FreeNAS 11.3-U4 - ACL/Permissions issues with SMB shares

Hopefully someone can help as this is driving me mad.

I have created a number of datasets and I have three basic levels of access for each depending on which group the user has been added to.

Group 1 - Read Only (Self Explanatory).
Group 2 - Read/Write/Append (Users can read and create new or append files, but not delete anything).
Group 3 - Modify (Users can read, write and delete files and folders).

The problem I’m having is that when a new file or folder is created, the owner of the file is set to the user who created it, not ‘root’ as is desired.

I’ve tried everything but I can’t seem to get newly created files/directories to inherit the root owner instead of the end-user. This means that even if I’m only a member of ‘Group 2’ I can still delete files/folders that I copied to the share.

I don’t think you can force owner as root, but you should be able to create an group with an ACL that does not have delete as a permission.

I’ve created the appropriate groups/ACLs without the delete permission, but it doesn’t apply if you’re the owner of the file since the owner overrides that permission.

The make it so the owner of the file does not have delete permissions.

Tried that. I removed the owner@ ACL but for some strange reason, the owner can still delete files/folders that they created/copied to the server. (I made sure to apply the ACL recursively.) I can’t see anywhere obvious why this would be the case.

The permissions appear to work correctly via SFTP, but not via SMB.

I think I worked it out. I added the following additional parameters to the SMB share options:

inherit owner = yes
inherit permissions = yes

For some reason, inherit owner alone won’t work. Now, when I create files or folders via SMB, the ACLs are applied properly. I can create but not rename or delete items.

If I SSH into the FreeNAS server, all files/directories under that dataset automatically default to root/wheel as the owner.

The only caveat with this is if you’re adding/removing users from a group, you must stop/start the SMB service for the new “permissions” to take effect. It’s not ideal, but it works for me.

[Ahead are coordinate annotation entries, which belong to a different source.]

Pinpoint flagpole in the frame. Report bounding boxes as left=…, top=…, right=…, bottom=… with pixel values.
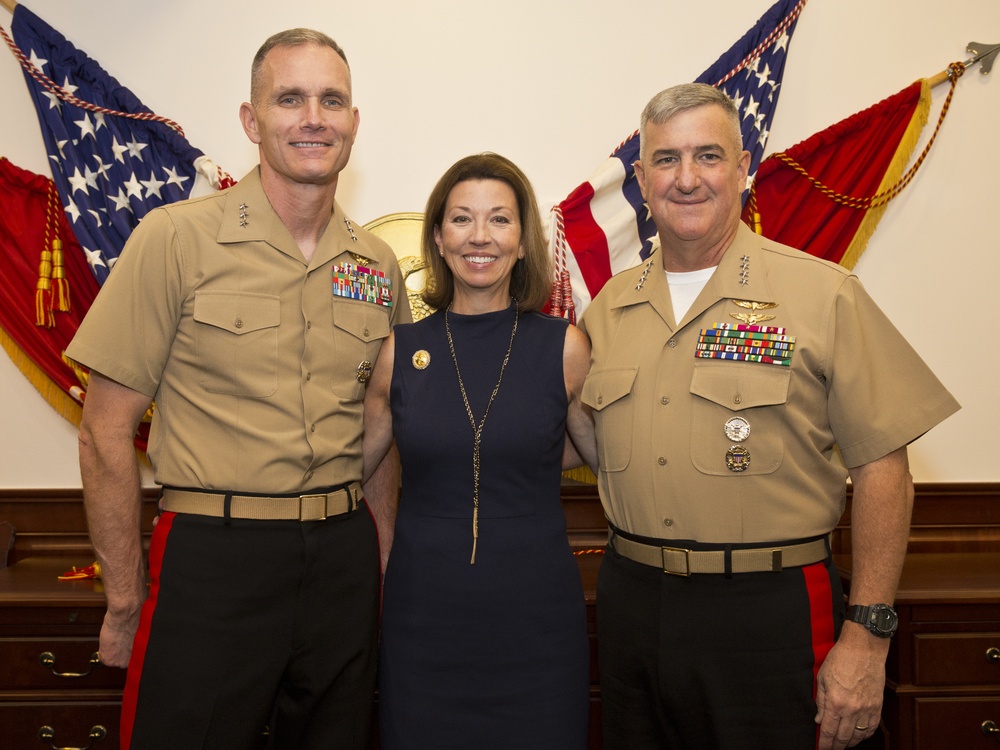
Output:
left=924, top=41, right=1000, bottom=88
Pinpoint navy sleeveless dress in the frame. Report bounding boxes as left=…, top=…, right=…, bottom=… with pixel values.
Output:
left=379, top=307, right=589, bottom=750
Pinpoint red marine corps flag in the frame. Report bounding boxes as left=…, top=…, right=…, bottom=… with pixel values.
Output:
left=743, top=53, right=980, bottom=268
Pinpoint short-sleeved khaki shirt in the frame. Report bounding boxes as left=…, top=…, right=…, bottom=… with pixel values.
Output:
left=67, top=169, right=410, bottom=493
left=581, top=225, right=959, bottom=543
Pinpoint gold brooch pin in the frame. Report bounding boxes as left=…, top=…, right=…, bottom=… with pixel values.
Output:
left=412, top=349, right=431, bottom=370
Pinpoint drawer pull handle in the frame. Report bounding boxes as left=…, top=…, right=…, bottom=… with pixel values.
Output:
left=38, top=651, right=101, bottom=678
left=38, top=724, right=108, bottom=750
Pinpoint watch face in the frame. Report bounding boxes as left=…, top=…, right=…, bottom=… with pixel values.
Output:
left=872, top=604, right=899, bottom=635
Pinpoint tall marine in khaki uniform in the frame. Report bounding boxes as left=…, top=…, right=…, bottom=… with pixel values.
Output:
left=68, top=29, right=410, bottom=750
left=581, top=84, right=958, bottom=750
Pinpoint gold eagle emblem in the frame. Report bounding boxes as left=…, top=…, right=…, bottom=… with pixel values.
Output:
left=729, top=299, right=778, bottom=326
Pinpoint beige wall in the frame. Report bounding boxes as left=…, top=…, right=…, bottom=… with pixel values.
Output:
left=0, top=0, right=1000, bottom=488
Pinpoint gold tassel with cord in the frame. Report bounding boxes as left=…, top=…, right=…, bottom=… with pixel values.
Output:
left=52, top=238, right=70, bottom=312
left=35, top=250, right=56, bottom=328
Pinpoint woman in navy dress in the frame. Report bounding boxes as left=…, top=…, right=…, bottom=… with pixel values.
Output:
left=364, top=154, right=596, bottom=750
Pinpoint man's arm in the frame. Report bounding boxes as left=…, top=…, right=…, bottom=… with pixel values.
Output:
left=816, top=447, right=913, bottom=750
left=362, top=333, right=400, bottom=570
left=563, top=325, right=597, bottom=473
left=79, top=371, right=150, bottom=667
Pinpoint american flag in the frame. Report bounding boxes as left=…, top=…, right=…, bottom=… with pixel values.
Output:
left=5, top=4, right=228, bottom=283
left=549, top=0, right=807, bottom=320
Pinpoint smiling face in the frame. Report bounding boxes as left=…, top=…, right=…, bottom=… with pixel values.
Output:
left=434, top=180, right=524, bottom=313
left=240, top=43, right=358, bottom=192
left=635, top=104, right=750, bottom=270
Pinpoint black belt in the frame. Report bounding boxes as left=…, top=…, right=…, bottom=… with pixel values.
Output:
left=608, top=530, right=827, bottom=576
left=160, top=482, right=361, bottom=521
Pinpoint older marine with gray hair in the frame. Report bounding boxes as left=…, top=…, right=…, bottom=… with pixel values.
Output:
left=581, top=84, right=958, bottom=750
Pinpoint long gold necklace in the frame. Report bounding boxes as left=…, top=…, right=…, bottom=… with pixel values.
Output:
left=444, top=298, right=519, bottom=565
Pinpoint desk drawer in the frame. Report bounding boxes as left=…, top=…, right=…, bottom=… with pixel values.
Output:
left=913, top=633, right=1000, bottom=685
left=0, top=638, right=125, bottom=690
left=0, top=701, right=121, bottom=750
left=913, top=697, right=1000, bottom=750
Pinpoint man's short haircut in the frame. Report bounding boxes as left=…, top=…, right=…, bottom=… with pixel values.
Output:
left=250, top=28, right=351, bottom=104
left=639, top=83, right=743, bottom=160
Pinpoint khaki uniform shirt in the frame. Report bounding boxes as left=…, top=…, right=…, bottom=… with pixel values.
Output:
left=581, top=224, right=959, bottom=543
left=67, top=169, right=410, bottom=493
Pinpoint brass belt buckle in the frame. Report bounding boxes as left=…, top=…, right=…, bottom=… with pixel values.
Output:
left=299, top=495, right=326, bottom=521
left=660, top=547, right=691, bottom=578
left=771, top=549, right=782, bottom=573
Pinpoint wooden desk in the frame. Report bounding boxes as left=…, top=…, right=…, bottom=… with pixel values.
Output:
left=0, top=557, right=125, bottom=748
left=836, top=552, right=1000, bottom=750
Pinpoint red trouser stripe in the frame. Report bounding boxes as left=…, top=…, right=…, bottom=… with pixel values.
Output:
left=802, top=563, right=834, bottom=743
left=120, top=513, right=177, bottom=750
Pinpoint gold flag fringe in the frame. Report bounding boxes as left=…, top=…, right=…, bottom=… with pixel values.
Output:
left=0, top=329, right=83, bottom=427
left=840, top=80, right=931, bottom=270
left=563, top=466, right=597, bottom=484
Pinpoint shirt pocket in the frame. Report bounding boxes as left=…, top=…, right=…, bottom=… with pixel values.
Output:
left=581, top=367, right=639, bottom=471
left=691, top=362, right=792, bottom=476
left=194, top=291, right=281, bottom=398
left=330, top=297, right=389, bottom=401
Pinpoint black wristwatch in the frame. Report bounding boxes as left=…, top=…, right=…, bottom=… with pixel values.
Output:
left=847, top=604, right=899, bottom=638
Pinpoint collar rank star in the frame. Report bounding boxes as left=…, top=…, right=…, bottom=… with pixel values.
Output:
left=333, top=262, right=392, bottom=307
left=344, top=216, right=358, bottom=242
left=635, top=258, right=653, bottom=292
left=729, top=299, right=778, bottom=326
left=740, top=255, right=750, bottom=286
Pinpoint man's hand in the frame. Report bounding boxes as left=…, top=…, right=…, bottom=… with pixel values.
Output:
left=98, top=603, right=142, bottom=669
left=816, top=623, right=889, bottom=750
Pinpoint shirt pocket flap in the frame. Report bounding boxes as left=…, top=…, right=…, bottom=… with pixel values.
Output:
left=333, top=301, right=389, bottom=343
left=194, top=291, right=281, bottom=336
left=691, top=363, right=792, bottom=411
left=581, top=367, right=639, bottom=411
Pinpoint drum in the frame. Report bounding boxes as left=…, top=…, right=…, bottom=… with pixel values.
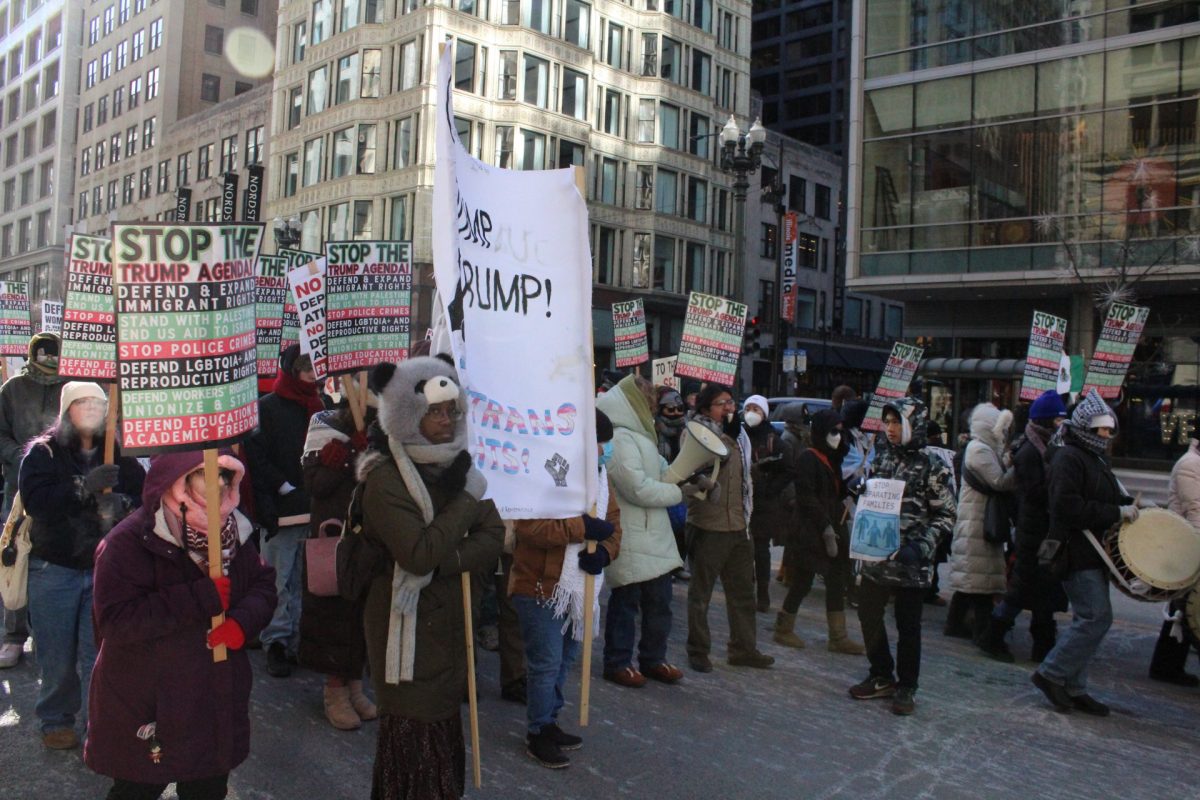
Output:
left=1104, top=509, right=1200, bottom=602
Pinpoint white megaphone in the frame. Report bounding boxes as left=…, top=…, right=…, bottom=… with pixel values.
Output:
left=662, top=421, right=730, bottom=500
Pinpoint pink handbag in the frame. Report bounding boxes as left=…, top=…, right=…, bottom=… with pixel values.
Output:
left=304, top=519, right=342, bottom=597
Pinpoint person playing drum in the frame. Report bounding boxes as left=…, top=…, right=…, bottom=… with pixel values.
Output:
left=1031, top=390, right=1138, bottom=716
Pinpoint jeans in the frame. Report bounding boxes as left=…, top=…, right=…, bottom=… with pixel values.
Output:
left=1038, top=570, right=1112, bottom=697
left=688, top=528, right=758, bottom=658
left=512, top=595, right=583, bottom=735
left=29, top=557, right=96, bottom=734
left=858, top=578, right=925, bottom=691
left=604, top=572, right=672, bottom=673
left=260, top=525, right=308, bottom=654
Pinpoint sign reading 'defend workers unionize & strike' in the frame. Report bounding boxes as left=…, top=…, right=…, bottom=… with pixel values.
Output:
left=325, top=241, right=413, bottom=375
left=113, top=222, right=263, bottom=455
left=59, top=234, right=116, bottom=380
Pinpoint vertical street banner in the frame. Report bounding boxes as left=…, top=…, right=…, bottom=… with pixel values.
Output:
left=1020, top=311, right=1067, bottom=401
left=432, top=44, right=599, bottom=519
left=254, top=255, right=295, bottom=379
left=612, top=299, right=650, bottom=369
left=325, top=241, right=413, bottom=375
left=288, top=255, right=329, bottom=380
left=1080, top=302, right=1150, bottom=399
left=41, top=300, right=62, bottom=335
left=676, top=291, right=746, bottom=386
left=0, top=281, right=34, bottom=355
left=779, top=211, right=800, bottom=323
left=863, top=342, right=925, bottom=431
left=59, top=234, right=116, bottom=380
left=113, top=222, right=263, bottom=455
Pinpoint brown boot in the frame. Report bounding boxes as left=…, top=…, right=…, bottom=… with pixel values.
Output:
left=325, top=684, right=362, bottom=730
left=349, top=680, right=379, bottom=722
left=773, top=612, right=804, bottom=650
left=826, top=612, right=866, bottom=656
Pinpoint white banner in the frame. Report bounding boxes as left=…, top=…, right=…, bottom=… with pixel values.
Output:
left=432, top=42, right=599, bottom=519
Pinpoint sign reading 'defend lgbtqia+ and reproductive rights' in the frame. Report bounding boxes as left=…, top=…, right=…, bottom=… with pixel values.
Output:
left=59, top=234, right=116, bottom=380
left=325, top=241, right=413, bottom=375
left=113, top=223, right=263, bottom=455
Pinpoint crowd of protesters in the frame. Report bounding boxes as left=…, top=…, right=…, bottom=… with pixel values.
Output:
left=0, top=335, right=1200, bottom=800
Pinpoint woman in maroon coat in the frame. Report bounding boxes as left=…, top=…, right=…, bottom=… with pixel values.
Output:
left=84, top=451, right=276, bottom=800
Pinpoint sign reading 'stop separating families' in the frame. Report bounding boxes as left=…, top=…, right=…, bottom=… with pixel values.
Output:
left=113, top=222, right=263, bottom=455
left=325, top=241, right=413, bottom=375
left=676, top=291, right=746, bottom=386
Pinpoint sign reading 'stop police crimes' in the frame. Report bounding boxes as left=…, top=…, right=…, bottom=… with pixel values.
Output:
left=113, top=223, right=263, bottom=455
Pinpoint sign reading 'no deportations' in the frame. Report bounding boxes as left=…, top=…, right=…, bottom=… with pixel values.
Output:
left=113, top=223, right=263, bottom=455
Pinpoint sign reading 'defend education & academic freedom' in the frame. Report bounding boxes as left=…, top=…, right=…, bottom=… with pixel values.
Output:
left=1020, top=311, right=1067, bottom=401
left=676, top=291, right=746, bottom=386
left=254, top=255, right=295, bottom=378
left=325, top=241, right=413, bottom=375
left=1080, top=302, right=1150, bottom=399
left=113, top=222, right=263, bottom=455
left=0, top=281, right=34, bottom=355
left=59, top=234, right=116, bottom=380
left=612, top=300, right=650, bottom=368
left=863, top=342, right=925, bottom=431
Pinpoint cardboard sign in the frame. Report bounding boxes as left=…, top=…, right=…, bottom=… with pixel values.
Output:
left=612, top=299, right=650, bottom=369
left=676, top=291, right=746, bottom=386
left=1020, top=311, right=1067, bottom=401
left=863, top=342, right=925, bottom=431
left=1080, top=302, right=1150, bottom=399
left=113, top=222, right=263, bottom=455
left=325, top=241, right=413, bottom=375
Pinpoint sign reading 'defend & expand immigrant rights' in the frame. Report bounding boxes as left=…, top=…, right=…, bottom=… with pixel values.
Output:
left=1080, top=302, right=1150, bottom=399
left=113, top=223, right=263, bottom=455
left=59, top=234, right=116, bottom=380
left=1020, top=311, right=1067, bottom=401
left=863, top=342, right=925, bottom=431
left=325, top=241, right=413, bottom=375
left=676, top=291, right=746, bottom=386
left=612, top=300, right=650, bottom=368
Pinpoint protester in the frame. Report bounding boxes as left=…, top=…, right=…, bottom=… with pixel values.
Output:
left=596, top=375, right=683, bottom=688
left=944, top=403, right=1016, bottom=643
left=1150, top=439, right=1200, bottom=686
left=850, top=397, right=955, bottom=715
left=1032, top=389, right=1138, bottom=716
left=19, top=380, right=145, bottom=750
left=299, top=405, right=378, bottom=730
left=772, top=409, right=864, bottom=655
left=510, top=411, right=620, bottom=769
left=85, top=450, right=275, bottom=800
left=685, top=384, right=775, bottom=673
left=246, top=344, right=324, bottom=678
left=0, top=332, right=67, bottom=669
left=979, top=389, right=1067, bottom=662
left=358, top=357, right=504, bottom=800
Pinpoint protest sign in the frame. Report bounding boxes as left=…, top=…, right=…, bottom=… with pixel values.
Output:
left=113, top=222, right=263, bottom=455
left=325, top=241, right=413, bottom=375
left=676, top=291, right=746, bottom=386
left=863, top=342, right=925, bottom=431
left=850, top=477, right=905, bottom=561
left=1080, top=302, right=1150, bottom=399
left=612, top=300, right=650, bottom=368
left=433, top=47, right=598, bottom=519
left=1020, top=311, right=1067, bottom=401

For those wondering why I’m doing it this way, it’s because a lot of the data on these datasets are “common” to many users. One physical person shouldn’t “own” the data, the system/company should. The only exception to this is the user’s own home folder.

Are you in a Windows environment? If so then using Windows files permissions are easy to deal with, and you can force through group policy tat administrators have access to user files. All of our student accounts are set up this way so that teachers can play the projects for grading. It also makes it easier when it is time to delete a student when they graduate. That said, these are still on 11.1 and I know the ACLs have changed a lot on the newer versions, something I need to dig into when I’m not trying to fit more students into a space that isn’t big enough due to distancing rules… This summer was supposed to let me catch up on a bunch of this stuff.

We mostly use Linux machines with a sprinkling of Windows. I’m aware you can use the Windows permissions to manage ACLs but since I only use Linux myself, it would be a pain to manage.

Interestingly, the Samba documentation actually includes this as a specific use-case in its documentation. It states:

The ownership of new files and directories is normally governed by effective uid of the connected user. This option allows the Samba administrator to specify that the ownership for new files and directories should be controlled by the ownership of the parent directory.

Common scenarios where this behavior is useful is in implementing drop-boxes, where users can create and edit files but not delete them and ensuring that newly created files in a user’s roaming profile directory are actually owned by the user.

https://www.samba.org/samba/docs/current/man-html/smb.conf.5.html

To me, having the server manage this itself is preferable over dicking around with Windows permissions (where mistakes can be made due to human error). This way, I only need to set the ACLs in FreeNAS then add the user to the appropriate group.

EDIT: Having worked on this issue for a few days now, I can’t conclude that it’s working as it should… it’s only kinda-sorta working.

The above works only for files/folders in the root of a dataset, but don’t inherit properly into subfolders or files. This obviously creates a huge problem because those with write (but not delete) permissions can still delete files via SMB, even with an explicit deny ACL set recursively. I’ve been having some luck by setting dataset share types to “Generic” instead of “SMB” and ACL mode to “Passthrough” (even when used with SMB shares/clients). I’ll report back tomorrow with my findings.